As Vicki was interviewing Teri, I met some people in the hallway who were there for a completely different video shoot. David Curran, M.D., is a pediatrician with East Valley Children’s Center in Tempe and chair of the pediatrics department at Cardon Children’s. He and his wife Tina are co-chairing “Stars of the Season,” an inaugural event to benefit the hospital’s Integrative Pain Management Program, on Friday, Dec. 3. They were at the hospital that day to be interviewed for a video about the event. Chester Bennington, lead singer of Linkin Park, was with them. His wife volunteers at the hospital as a dog therapist.

The Currans have three children of their own, ages 3, 7 and 9. They have wholeheartedly embraced the hospital’s commitment to offering cutting-edge pain-management therapies, even those that cut across traditional boundaries.

Each room at Cardon Children's has a whiteboard chart that includes sad or smiley faces that help children indicate how much pain they are experiencing.

When pain can be managed successfully, “children get better quicker,” says Dr. Currran.  So he is open to anything that works, and is leading efforts at the hospital to integrate alternative therapies — including acupuncture, massage, music, meditation, hypnosis, aroma and pet therapies — with high-tech contemporary medical approaches.

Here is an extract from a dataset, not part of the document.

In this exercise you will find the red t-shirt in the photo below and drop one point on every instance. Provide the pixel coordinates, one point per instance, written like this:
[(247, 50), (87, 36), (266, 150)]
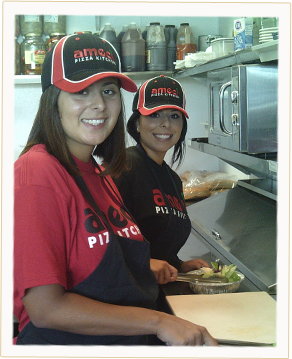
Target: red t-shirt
[(58, 238)]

When he came into his position as department chair, Dr. Curran says, he asked the staff at Cardon to “give me three things you need. Number one on the list was an integrative approach to pain management.”

Unfortunately, alternative therapies provided by specially trained practitioners are not reimbursed by health care insurance. The fundraiser will raise money to ensure that children and families who could benefit from alternative pain management techniques are not denied access to them because they are unable to pay out-of-pocket.

So back to Tommy, who was a terrific sport about welcoming strangers with cameras into his treatment room at the Emergency Department. Though still woozy from the effects of his diabetic incident, Tommy managed to smile and patiently answer some questions. Tommy was hooked up to an IV, which meant he’d undergone a needle stick just moments before we entered his room.

Erin chatted with Tommy for awhile, asking him what grade he was in and quickly establishing a rapport. Gradually she got around to asking him what he’d felt like when the IV was administered.

“Was it scary?” she asked gently.

“No,” he said quietly. “It was comfortable.”